Thursday, July 24, 2008

Wine again

Levitt blogs again about Robin Goldstein - this time about Goldstein's new book on blind taste testings. From what I understand, Goldstein held numerous blind taste testings with average, everyday Americans - about 6,000 people were subjected to the experiment in total. People were all self-selected, so keep that in mind. But anyway, they were given brown bags holding wines of different quality and price, from which they poured participants small glasses of wine. Participants were then asked to fill out a survey on the wine. The previous article linked to on this blog doesn't explain the methodology, but rather references the book, so to know more about the precise experiment, you have to pick up the book. This part from Levitt's post stuck out at me.
Not until I read Goldstein’s book did I realize just how weak the correlation was in blind tastings between expert evaluations and price in experimental settings. Yet, somehow Wine Spectator, which claims to do tastings blind (at least with respect to who the producer is), has an extremely strong positive correlation between prices and ratings. Hmmm … seems a bit suspicious.
I need to just read Goldstein's book, I guess. But in that previous article, presented at the Association of Wine Economists, Goldstein and the authors actually find a strong, positive correlation between price and what they called "experts." So I'm not sure what Levitt is talking about here. The negative correlation between price and preference exists only for the non-experts. But for people who have taken a class on wine, or who might otherwise be categorized as experts, even under blind taste tests, they prefer the more expensive wines (even though they don't know which those are).

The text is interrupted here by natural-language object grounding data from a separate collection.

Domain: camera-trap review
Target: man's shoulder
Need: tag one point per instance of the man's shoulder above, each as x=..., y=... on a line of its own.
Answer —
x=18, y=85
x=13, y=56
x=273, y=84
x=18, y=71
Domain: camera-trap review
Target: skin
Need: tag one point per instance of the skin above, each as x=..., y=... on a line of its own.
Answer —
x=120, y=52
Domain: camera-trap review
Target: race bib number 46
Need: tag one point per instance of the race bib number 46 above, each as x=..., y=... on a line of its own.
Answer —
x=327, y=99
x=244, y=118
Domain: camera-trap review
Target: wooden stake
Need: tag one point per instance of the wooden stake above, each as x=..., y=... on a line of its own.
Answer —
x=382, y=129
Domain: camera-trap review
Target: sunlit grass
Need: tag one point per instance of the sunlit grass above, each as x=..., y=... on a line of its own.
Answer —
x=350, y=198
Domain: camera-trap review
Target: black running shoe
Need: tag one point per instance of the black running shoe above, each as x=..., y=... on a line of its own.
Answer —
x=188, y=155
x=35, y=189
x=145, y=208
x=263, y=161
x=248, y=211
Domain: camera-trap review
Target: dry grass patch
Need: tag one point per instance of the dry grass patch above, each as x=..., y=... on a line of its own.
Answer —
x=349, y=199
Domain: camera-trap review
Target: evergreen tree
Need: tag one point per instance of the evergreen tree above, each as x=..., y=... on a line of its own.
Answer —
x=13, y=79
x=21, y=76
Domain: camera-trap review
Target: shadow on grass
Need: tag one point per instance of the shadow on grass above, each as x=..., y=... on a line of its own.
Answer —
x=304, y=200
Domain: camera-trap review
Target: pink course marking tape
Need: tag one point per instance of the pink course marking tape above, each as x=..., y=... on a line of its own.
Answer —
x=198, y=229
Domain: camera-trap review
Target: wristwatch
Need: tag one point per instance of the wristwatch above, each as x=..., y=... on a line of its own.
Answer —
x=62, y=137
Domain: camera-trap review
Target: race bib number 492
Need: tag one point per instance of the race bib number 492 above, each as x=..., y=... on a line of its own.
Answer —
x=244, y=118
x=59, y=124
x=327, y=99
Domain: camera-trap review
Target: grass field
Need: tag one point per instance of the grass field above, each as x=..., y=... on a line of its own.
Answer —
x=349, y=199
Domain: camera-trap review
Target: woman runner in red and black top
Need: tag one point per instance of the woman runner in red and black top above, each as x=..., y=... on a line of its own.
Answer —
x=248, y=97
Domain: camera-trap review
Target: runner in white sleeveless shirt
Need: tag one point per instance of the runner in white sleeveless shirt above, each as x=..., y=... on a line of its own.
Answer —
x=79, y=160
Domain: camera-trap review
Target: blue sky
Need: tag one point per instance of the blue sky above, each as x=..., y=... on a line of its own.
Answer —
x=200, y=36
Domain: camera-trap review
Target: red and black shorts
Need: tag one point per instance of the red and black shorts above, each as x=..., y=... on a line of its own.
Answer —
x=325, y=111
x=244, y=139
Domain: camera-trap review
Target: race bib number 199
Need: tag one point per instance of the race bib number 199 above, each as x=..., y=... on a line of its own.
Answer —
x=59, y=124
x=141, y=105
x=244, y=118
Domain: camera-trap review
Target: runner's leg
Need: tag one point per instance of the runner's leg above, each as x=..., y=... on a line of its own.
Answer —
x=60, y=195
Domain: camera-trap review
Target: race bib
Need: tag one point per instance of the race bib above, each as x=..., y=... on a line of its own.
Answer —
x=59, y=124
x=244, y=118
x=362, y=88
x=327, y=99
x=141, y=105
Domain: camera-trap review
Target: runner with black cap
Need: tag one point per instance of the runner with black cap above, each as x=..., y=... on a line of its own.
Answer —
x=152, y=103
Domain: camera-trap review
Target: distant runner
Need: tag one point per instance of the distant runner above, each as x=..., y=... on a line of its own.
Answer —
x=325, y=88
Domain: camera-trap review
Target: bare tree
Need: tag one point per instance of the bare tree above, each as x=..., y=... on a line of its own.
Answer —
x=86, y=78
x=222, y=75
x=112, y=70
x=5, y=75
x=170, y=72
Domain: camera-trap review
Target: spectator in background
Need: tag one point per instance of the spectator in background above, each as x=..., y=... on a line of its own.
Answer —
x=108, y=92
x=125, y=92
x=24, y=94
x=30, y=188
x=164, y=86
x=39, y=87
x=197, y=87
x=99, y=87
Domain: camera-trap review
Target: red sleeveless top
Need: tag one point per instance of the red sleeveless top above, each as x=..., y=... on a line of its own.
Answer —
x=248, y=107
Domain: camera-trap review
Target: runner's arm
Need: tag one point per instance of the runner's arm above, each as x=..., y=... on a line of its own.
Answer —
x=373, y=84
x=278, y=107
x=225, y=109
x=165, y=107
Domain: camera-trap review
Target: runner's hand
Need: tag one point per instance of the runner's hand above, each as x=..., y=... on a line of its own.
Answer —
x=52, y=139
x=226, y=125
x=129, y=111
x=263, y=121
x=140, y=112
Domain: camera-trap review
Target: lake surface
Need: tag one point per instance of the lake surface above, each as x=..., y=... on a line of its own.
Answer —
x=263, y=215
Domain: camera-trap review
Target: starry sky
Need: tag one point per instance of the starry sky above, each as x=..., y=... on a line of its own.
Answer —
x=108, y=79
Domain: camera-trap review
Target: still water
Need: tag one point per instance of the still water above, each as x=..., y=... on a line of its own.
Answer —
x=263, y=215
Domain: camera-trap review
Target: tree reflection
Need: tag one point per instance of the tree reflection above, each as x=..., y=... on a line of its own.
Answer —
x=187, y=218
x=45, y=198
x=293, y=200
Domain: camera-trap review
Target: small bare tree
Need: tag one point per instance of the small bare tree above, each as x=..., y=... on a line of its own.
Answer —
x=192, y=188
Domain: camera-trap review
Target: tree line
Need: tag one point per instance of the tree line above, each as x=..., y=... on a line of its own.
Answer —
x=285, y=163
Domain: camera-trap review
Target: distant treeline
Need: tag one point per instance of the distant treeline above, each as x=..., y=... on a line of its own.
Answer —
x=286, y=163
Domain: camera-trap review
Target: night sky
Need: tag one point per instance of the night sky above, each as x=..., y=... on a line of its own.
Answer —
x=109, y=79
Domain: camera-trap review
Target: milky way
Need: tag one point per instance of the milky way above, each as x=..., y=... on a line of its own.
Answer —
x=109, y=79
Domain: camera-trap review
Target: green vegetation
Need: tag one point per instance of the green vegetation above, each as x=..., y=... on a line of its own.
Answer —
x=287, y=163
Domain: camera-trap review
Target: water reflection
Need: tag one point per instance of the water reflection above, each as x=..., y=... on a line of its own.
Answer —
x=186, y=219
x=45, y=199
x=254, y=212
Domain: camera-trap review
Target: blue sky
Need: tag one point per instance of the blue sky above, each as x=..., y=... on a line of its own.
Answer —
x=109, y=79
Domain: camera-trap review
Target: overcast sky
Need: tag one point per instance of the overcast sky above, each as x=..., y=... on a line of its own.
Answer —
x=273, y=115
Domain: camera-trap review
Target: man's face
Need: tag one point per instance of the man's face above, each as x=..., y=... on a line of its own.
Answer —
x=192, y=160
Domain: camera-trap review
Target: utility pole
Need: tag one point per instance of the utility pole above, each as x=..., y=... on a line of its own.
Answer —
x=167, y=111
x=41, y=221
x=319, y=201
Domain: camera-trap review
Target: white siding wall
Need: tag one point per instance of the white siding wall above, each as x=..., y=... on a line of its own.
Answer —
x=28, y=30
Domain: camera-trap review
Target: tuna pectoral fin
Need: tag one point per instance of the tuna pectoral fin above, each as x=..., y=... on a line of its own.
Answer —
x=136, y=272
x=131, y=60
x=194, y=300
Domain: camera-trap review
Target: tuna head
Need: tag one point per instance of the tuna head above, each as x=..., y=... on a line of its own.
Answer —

To me, this is really, really simple. There's increasing returns to education and experience in the appreciation of wine. That is, there is a learning component - the more wine you drink, the more discerning your palate becomes. To take it even further, the more you drink of it, the more you prefer certain kinds of wine. That a non-random selection (or even a random selection) of Americans can't tell the difference between good wine and bad wine hardly proves the point that there is no such thing as good or bad wine. It's like asking me to rank my preference of techno music or classical music, even, when I've maybe listened to samples of each a handful of times in my entire life. Or to ask my kid to tell me if he likes kale, mashed potatos or pizza. Of course he's going to pick pizza. Does that mean pizza is "better" in some objective sense? Seems to me like Levitt's committing the ought/is fallacy. Just because something is the case doesn't mean it ought to be the case.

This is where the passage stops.